Los gobiernos totalitarios, autoritarios y planificadores son hostiles al federalismo, como son contrarios a todo aquello que suponga una limitación jurídica o fáctica a su poder. El federalismo implica recortar el poder del gobierno central, y poner límites a sus pretensiones unificadoras en materia económica, política, cultural y de las ideas. Por ese motivo, las burocracias enquistadas no sólo en los ministerios de economía y planificación, sino en los grandes partidos políticos nacionales y en el ministerio de educación, rechazan la dilución de su poder, aunque a veces se vean forzados a rendir un homenaje meramente verbal al principio federalista.

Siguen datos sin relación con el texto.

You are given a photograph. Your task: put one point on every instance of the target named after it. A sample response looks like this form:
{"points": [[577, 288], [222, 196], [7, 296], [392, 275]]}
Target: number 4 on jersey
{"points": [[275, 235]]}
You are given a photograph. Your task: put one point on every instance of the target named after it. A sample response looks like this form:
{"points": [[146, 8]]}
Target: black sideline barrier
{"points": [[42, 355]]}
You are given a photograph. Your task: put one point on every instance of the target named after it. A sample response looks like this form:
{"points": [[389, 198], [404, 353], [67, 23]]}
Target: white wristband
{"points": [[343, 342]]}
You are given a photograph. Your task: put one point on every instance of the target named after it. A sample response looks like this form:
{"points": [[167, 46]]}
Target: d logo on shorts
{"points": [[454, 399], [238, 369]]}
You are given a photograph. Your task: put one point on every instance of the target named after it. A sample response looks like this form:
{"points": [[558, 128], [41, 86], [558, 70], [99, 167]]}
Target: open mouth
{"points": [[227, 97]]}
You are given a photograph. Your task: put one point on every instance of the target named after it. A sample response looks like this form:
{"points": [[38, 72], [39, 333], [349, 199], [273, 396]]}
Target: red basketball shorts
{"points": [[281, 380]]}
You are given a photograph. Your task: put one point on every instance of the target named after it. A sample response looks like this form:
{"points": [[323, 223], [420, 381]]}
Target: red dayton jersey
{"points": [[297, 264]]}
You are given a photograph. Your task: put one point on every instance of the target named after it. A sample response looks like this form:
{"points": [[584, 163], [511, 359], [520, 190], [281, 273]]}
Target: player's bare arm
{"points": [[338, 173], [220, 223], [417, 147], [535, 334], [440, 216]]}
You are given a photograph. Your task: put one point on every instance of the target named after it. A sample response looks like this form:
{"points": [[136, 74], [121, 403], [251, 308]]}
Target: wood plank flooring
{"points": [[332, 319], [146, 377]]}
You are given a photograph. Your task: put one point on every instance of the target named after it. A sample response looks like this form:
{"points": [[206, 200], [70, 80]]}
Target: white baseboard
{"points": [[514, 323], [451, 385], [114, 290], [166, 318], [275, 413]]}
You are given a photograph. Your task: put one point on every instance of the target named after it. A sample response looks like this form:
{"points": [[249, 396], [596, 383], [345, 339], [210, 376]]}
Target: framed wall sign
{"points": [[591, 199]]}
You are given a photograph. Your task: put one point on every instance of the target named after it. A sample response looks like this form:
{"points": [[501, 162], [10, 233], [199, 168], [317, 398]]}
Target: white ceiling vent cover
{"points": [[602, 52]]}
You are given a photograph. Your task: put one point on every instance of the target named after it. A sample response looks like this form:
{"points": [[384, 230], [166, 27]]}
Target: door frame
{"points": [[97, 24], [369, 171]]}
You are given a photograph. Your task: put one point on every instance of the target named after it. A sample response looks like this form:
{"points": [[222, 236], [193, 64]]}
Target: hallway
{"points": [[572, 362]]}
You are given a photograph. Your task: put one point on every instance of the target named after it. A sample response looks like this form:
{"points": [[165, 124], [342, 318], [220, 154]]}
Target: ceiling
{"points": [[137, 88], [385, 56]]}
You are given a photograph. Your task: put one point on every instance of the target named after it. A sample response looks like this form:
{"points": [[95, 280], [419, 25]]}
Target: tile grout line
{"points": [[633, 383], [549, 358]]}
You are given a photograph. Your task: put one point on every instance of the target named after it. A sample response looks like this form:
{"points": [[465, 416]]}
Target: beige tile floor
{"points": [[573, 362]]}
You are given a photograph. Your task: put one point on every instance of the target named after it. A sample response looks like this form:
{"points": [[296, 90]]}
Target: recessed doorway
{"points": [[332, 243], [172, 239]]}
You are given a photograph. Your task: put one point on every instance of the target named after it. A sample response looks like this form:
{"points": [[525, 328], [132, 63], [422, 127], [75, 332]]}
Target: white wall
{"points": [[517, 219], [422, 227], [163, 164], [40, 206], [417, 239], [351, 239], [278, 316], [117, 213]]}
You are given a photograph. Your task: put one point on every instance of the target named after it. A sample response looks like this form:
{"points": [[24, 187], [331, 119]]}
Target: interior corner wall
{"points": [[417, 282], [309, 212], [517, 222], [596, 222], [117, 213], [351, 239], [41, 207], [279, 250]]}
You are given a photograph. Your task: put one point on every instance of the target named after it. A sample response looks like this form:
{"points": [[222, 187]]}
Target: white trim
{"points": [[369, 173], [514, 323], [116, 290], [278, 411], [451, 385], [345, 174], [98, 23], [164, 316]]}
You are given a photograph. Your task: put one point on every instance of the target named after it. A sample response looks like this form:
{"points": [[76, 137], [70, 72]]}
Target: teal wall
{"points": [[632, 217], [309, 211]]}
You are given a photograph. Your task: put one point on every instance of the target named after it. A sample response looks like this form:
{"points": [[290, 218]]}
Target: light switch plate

Los embates contra el federalismo provienen de distintos ámbitos:
En lo económico, se ha hablado con frecuencia y sin precisión de un "federalismo funcional", distinto del político: el poder central, generosa y sabiamente, distribuiría en forma equitativa la inversión y el gasto públicos, favoreciendo a las provincias más rezagadas, de forma de asegurar la "igualdad de posibilidades". Para hacerlo, se necesitan macroorganismo "federales" –es decir, del Estado nacional- con amplias facultades y más amplios presupuestos. Esos leviatanes no serían posibles, a la vez, sin una fuerte concentración de la recaudación por el poder central, en desmedro de las provincias.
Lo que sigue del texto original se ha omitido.